Paul Newman on Exodus DVD cover

Paul Newman - Ari Ben Canaan
Eva Marie Saint - Kitty Fremont
Ralph Richardson - Gen. Sutherland
Peter Lawford - Maj. Caldwell
Lee J. Cobb - Barak Ben Canaan
Sal Mineo - Dov Landau
John Derek - Taha
Hugh Griffith - Mandria
Gregory Ratoff - Lakavitch
Felix Aylmer - Dr. Lieberman
David Opatoshu - Akiva Ben-Canaan
Jill Haworth - Karen
Marius Goring - Von Storch
Michael Wager - David
Paul Stevens - Reuben
Victor Maddern - Sergeant
George Maharis - Yoav


Director Otto Preminger helped to end the stigma of the Hollywood blacklist by hiring Dalton Trumbo to adapt the screenplay for the film
John Gielgud turned down the role of General Sutherland.

Awards and nominations

Academy Awards

The music score, written by Ernest Gold won the Academy Award for Best Original Score at the 1960 Oscars. The main theme from the film has been widely remixed and covered by many artists such as Ferrent and Teicher, whose version went all the way to number 2 on the Billboard Singles Chart, Other version were recorded by Mantovani, Peter Nero, Connie Francis, and the Duprees, who sang the theme with lyrics written by Pat Boone, Other artists (such as piano player Anthony Burger for the Homecoming titled "I Do Believe"), remixed by techno-crossover pianist Maksim, even being used as the sample for the T.I. song Bankhead, and the original version was used as theme song for professional wrestler "Mr. Perfect" Curt Hennig. Trey Spruance of the Secret Chiefs 3 rescored the theme for "surf band and orchestra" on the album 2004 Book of Horizons. Another professional wrestler, Bill Goldberg, used a version of the main theme as his entrance music while in WCW as a nod to his Jewish heritage. Furthermore, Howard Stern tends to use it for comedic effect when discussing aspects of Jewish life.

The film was also nominated for Best Supporting Actor (Sal Mineo) and for Best Cinematography (Sam Leavitt)

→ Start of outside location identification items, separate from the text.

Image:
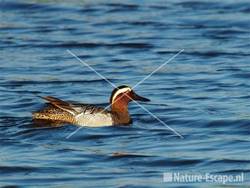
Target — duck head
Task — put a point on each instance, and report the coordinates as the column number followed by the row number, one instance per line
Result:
column 122, row 95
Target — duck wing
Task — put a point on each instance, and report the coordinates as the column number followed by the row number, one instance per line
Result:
column 74, row 108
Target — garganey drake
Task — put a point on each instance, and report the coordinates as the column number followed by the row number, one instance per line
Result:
column 90, row 115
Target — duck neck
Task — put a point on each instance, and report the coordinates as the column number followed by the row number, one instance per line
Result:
column 120, row 109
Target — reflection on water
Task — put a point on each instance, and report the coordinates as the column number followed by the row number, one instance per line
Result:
column 203, row 93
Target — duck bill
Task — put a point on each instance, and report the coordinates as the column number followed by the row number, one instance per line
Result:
column 139, row 98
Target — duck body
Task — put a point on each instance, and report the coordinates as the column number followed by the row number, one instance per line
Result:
column 87, row 114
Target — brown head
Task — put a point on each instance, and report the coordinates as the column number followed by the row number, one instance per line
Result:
column 121, row 96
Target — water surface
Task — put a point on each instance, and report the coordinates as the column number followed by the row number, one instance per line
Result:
column 203, row 93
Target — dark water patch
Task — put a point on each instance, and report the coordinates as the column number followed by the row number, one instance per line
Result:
column 151, row 162
column 70, row 45
column 198, row 5
column 48, row 82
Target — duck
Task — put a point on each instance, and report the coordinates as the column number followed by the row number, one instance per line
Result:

Sal Mineo won the Best Supporting Actor Award

Ernest Gold won Best Soundtrack Album and Song of the Year at the Grammy Awards of 1961 for the soundtrack and theme to Exodus respectively. It is the only instrumental song to ever receive that award to date. Oddly, the first notes of the great dramatic theme are identical to the opening theme of a somewhat obscure orchestral piece by Quincy Porter, New England Episodes, premiered in 1958 in Washington, DC.

Popular Culture

In "Talkin' John Birch Paranoid Blues," Bob Dylan sings: "To my knowledge there's just one man that's really and truly an American, that's George Lincoln Rockwell: I know for a fact he hates Commies 'cause he picketed the movie Exodus." Despite the fact that Dylan performed this song in the early 60s, it wasn't officially released until a live version appeared on 1991's Bob Dylan - The Bootleg Series 1-3.